Why Is It Important to Update Your Home’s Zillow Information?
While there are no guarantees that adding additional information to your home’s Zillow page will result in an increase to its Zestimate, it certainly cannot hurt. If features that exist in your home, such as a fenced-in yard or hardwood floors, are not selected in Zillow, the site will assume you do not have them, and your Zestimate will suffer. You’ll also want potential buyers to be able to see all of the amenities your home has to offer. While the description of your home and what you like about it may not directly affect its Zestimate, they will certainly impact potential buyers’ decisions about whether to consider your listing in their home-buying process. It is also important to list your home as “for sale” on Zillow once you have updated the listing information. Many people in the market to buy a home will “fly over” a neighborhood they are interested in moving to. When you list your home as “for sale” with Zillow, a red house symbol appears over your property on their map to alert buyers that it is available. Buyers can then click on the red home symbol to see the Zillow page that includes the detailed information that you’ve provided. By keeping your listing up-to-date and thorough, you increase the likelihood that prospective buyers will form a positive opinion of your home and contact their realtors to view it in person. Zillow’s unique algorithms update its collection of property values three times a week, based on information from both public data and user-submitted data. According to Zillow, “the vast majority of Zestimates are within 10 percent of the selling price of the home.”

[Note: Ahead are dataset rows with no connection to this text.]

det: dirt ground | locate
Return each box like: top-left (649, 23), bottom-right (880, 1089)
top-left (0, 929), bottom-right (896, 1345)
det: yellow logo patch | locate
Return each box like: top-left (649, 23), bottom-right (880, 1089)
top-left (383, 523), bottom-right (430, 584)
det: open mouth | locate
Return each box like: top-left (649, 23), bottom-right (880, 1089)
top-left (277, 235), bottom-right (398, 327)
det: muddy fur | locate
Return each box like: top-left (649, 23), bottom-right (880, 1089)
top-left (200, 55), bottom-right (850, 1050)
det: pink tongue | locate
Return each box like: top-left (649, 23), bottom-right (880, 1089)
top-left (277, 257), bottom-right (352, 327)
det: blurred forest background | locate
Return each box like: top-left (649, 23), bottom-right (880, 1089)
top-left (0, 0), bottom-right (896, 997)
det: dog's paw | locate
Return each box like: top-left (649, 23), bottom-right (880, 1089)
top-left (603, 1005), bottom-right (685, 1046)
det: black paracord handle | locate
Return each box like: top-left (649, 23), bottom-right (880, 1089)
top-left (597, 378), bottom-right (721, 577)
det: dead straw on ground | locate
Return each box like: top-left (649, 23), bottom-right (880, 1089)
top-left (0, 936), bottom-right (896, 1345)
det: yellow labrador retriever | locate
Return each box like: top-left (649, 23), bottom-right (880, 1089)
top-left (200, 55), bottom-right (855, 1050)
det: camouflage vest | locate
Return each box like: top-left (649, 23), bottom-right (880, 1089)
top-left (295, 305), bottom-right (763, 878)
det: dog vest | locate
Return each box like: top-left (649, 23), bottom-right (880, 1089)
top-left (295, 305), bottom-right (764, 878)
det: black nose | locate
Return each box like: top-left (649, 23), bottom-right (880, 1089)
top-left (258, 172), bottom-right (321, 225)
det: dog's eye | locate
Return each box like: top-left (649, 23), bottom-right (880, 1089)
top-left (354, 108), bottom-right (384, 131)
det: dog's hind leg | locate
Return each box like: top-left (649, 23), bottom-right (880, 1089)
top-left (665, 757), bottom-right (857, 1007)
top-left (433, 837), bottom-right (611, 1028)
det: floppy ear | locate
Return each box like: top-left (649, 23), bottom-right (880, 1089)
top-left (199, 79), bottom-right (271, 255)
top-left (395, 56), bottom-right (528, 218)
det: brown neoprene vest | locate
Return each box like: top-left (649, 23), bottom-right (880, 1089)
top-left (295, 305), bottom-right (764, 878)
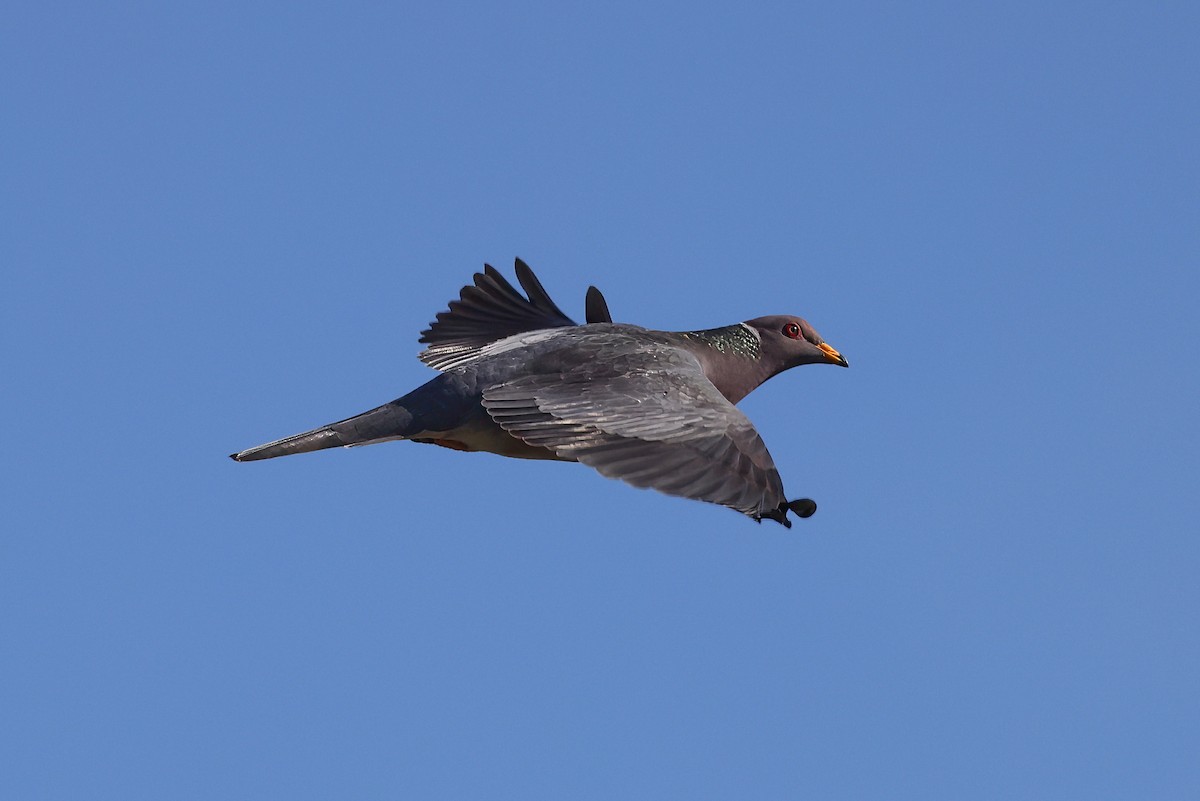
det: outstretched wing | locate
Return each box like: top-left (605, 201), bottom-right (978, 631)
top-left (419, 259), bottom-right (576, 371)
top-left (482, 348), bottom-right (787, 523)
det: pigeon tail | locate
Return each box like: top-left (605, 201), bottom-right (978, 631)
top-left (229, 401), bottom-right (415, 462)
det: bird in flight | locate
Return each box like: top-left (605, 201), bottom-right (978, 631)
top-left (232, 259), bottom-right (848, 528)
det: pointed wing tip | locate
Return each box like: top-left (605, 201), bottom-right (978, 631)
top-left (583, 287), bottom-right (612, 324)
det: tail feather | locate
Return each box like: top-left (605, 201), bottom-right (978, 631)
top-left (229, 401), bottom-right (414, 462)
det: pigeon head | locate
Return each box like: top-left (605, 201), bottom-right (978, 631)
top-left (745, 314), bottom-right (850, 374)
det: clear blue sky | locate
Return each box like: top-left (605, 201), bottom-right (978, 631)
top-left (0, 2), bottom-right (1200, 801)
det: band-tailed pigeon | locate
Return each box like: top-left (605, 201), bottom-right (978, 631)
top-left (233, 259), bottom-right (848, 528)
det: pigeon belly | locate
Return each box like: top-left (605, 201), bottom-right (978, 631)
top-left (407, 414), bottom-right (575, 462)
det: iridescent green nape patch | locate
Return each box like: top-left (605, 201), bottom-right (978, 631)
top-left (682, 323), bottom-right (762, 359)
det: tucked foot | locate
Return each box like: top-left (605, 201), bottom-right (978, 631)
top-left (787, 498), bottom-right (817, 517)
top-left (755, 498), bottom-right (817, 529)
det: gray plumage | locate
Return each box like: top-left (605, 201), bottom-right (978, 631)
top-left (233, 259), bottom-right (847, 526)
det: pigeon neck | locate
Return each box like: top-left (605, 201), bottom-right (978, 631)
top-left (682, 323), bottom-right (770, 403)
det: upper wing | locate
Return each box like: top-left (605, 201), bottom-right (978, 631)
top-left (482, 348), bottom-right (787, 524)
top-left (419, 259), bottom-right (575, 371)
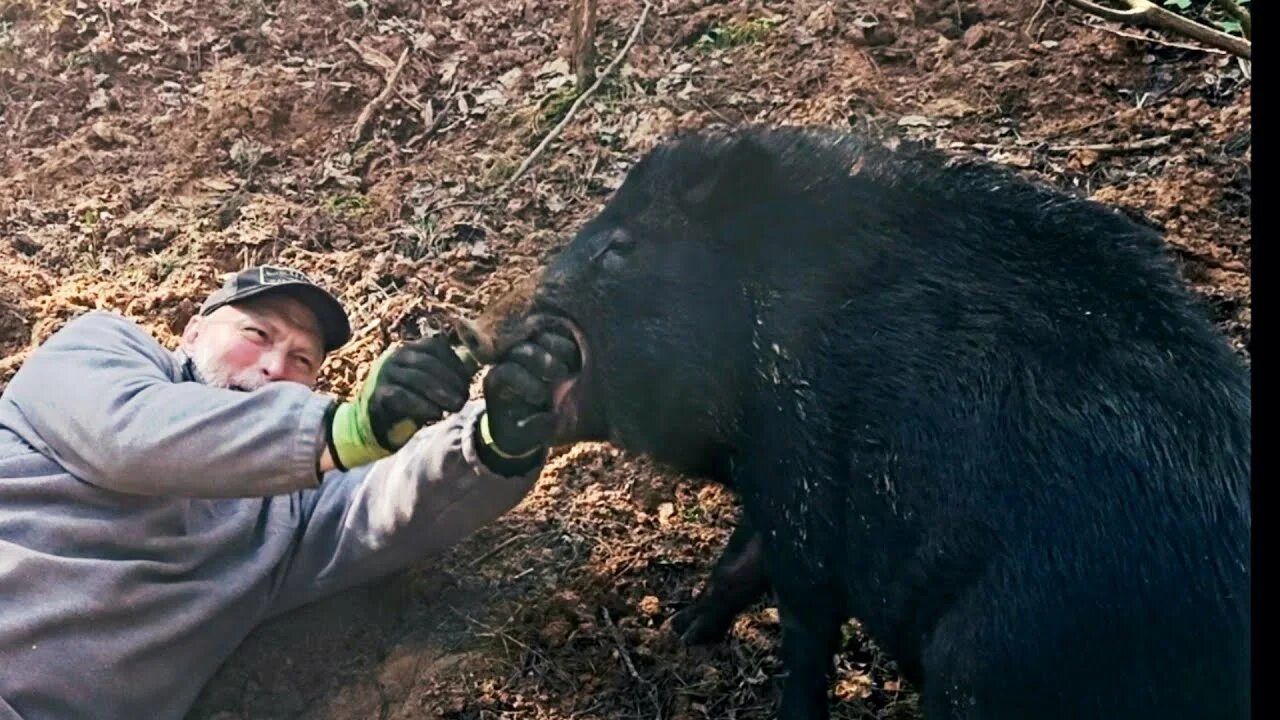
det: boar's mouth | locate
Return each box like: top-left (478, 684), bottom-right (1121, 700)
top-left (457, 304), bottom-right (595, 445)
top-left (530, 306), bottom-right (593, 445)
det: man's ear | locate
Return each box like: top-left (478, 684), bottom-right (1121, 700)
top-left (681, 137), bottom-right (776, 218)
top-left (180, 315), bottom-right (204, 354)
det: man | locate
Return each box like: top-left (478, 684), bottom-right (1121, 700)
top-left (0, 266), bottom-right (577, 720)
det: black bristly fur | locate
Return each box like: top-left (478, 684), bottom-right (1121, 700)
top-left (529, 129), bottom-right (1251, 720)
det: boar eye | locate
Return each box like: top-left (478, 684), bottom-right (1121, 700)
top-left (591, 231), bottom-right (636, 270)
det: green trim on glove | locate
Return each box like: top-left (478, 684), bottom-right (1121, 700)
top-left (480, 411), bottom-right (543, 460)
top-left (329, 401), bottom-right (392, 470)
top-left (329, 345), bottom-right (417, 469)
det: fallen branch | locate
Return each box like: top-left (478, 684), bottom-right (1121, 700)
top-left (600, 607), bottom-right (662, 720)
top-left (351, 47), bottom-right (408, 142)
top-left (950, 135), bottom-right (1172, 155)
top-left (1080, 22), bottom-right (1230, 55)
top-left (1048, 135), bottom-right (1174, 155)
top-left (1064, 0), bottom-right (1253, 59)
top-left (499, 1), bottom-right (652, 191)
top-left (568, 0), bottom-right (595, 92)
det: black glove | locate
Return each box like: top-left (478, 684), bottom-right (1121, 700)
top-left (329, 336), bottom-right (475, 469)
top-left (477, 331), bottom-right (581, 474)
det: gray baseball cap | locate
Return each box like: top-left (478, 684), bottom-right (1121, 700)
top-left (200, 265), bottom-right (351, 352)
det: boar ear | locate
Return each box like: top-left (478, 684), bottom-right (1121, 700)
top-left (681, 137), bottom-right (774, 218)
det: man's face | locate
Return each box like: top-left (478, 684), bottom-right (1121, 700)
top-left (182, 293), bottom-right (324, 391)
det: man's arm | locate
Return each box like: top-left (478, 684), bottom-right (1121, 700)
top-left (270, 400), bottom-right (545, 614)
top-left (0, 313), bottom-right (333, 497)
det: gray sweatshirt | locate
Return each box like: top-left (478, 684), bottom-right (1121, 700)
top-left (0, 313), bottom-right (538, 720)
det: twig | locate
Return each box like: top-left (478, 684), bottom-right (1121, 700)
top-left (1062, 0), bottom-right (1253, 59)
top-left (1213, 0), bottom-right (1253, 41)
top-left (1048, 135), bottom-right (1174, 154)
top-left (499, 1), bottom-right (652, 192)
top-left (1023, 0), bottom-right (1048, 40)
top-left (97, 3), bottom-right (115, 37)
top-left (404, 78), bottom-right (458, 147)
top-left (346, 37), bottom-right (396, 76)
top-left (147, 12), bottom-right (173, 32)
top-left (467, 530), bottom-right (550, 568)
top-left (351, 46), bottom-right (408, 142)
top-left (1080, 22), bottom-right (1228, 53)
top-left (600, 607), bottom-right (662, 720)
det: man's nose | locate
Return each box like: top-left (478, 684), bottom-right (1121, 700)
top-left (259, 351), bottom-right (289, 382)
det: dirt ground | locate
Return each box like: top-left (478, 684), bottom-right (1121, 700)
top-left (0, 0), bottom-right (1252, 720)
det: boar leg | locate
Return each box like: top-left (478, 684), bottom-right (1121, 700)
top-left (671, 518), bottom-right (769, 644)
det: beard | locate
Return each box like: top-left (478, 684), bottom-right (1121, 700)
top-left (191, 346), bottom-right (266, 392)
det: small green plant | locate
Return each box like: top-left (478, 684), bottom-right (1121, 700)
top-left (694, 18), bottom-right (782, 50)
top-left (539, 85), bottom-right (577, 127)
top-left (324, 192), bottom-right (369, 215)
top-left (1162, 0), bottom-right (1249, 36)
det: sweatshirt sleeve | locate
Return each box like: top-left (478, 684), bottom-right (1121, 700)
top-left (0, 313), bottom-right (334, 497)
top-left (271, 400), bottom-right (541, 614)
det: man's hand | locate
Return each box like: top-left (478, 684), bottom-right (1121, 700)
top-left (329, 336), bottom-right (474, 469)
top-left (477, 332), bottom-right (580, 474)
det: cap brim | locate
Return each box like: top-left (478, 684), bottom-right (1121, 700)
top-left (204, 282), bottom-right (351, 354)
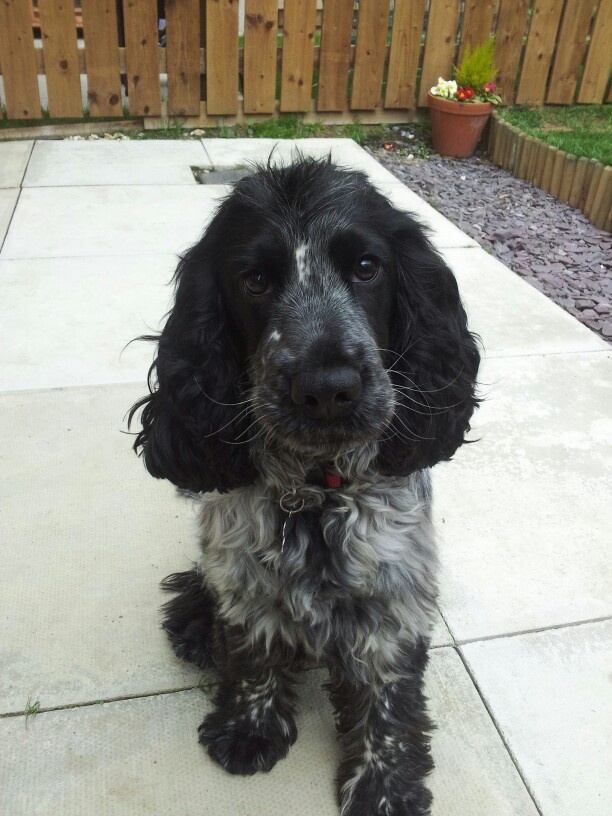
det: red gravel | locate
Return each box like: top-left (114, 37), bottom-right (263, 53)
top-left (366, 143), bottom-right (612, 343)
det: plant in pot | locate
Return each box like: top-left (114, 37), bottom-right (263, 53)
top-left (427, 37), bottom-right (501, 158)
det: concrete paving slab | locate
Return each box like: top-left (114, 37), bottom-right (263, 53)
top-left (0, 184), bottom-right (227, 260)
top-left (296, 139), bottom-right (397, 184)
top-left (463, 621), bottom-right (612, 816)
top-left (0, 139), bottom-right (34, 189)
top-left (0, 649), bottom-right (536, 816)
top-left (23, 139), bottom-right (210, 187)
top-left (202, 139), bottom-right (398, 183)
top-left (0, 382), bottom-right (451, 713)
top-left (442, 247), bottom-right (610, 357)
top-left (0, 382), bottom-right (199, 712)
top-left (433, 351), bottom-right (612, 641)
top-left (425, 649), bottom-right (537, 816)
top-left (376, 179), bottom-right (479, 249)
top-left (0, 188), bottom-right (20, 250)
top-left (0, 255), bottom-right (177, 391)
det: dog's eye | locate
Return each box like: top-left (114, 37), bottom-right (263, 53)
top-left (353, 255), bottom-right (380, 282)
top-left (242, 272), bottom-right (270, 297)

But Zestimates are only as accurate as the data behind them, so if the number of bedrooms or bathrooms in a home, its square footage, or its lot size is inaccurate on Zillow, the Zestimate will be off. Users can correct these mistakes, However, Zillow cautions that updating a property’s details won’t result in an immediate change in the home’s Zestimate, and sometimes won’t result in any change at all. For example, having a fourth bathroom may not necessarily do much for home values in your town. So, inputting this information may not have any effect at all. Along with accepting user-submitted data, Zillow deals with problems of inaccuracy by reporting estimated value ranges for individual properties. The smaller the range, the more reliable the Zestimate because it means Zillow has more data available on that property. Looking at the high and low end of the range will give you a better sense of what a home is worth. Zillow calls its Zestimates a starting point to determine home values, so users should not consider them to be appraisals in any way.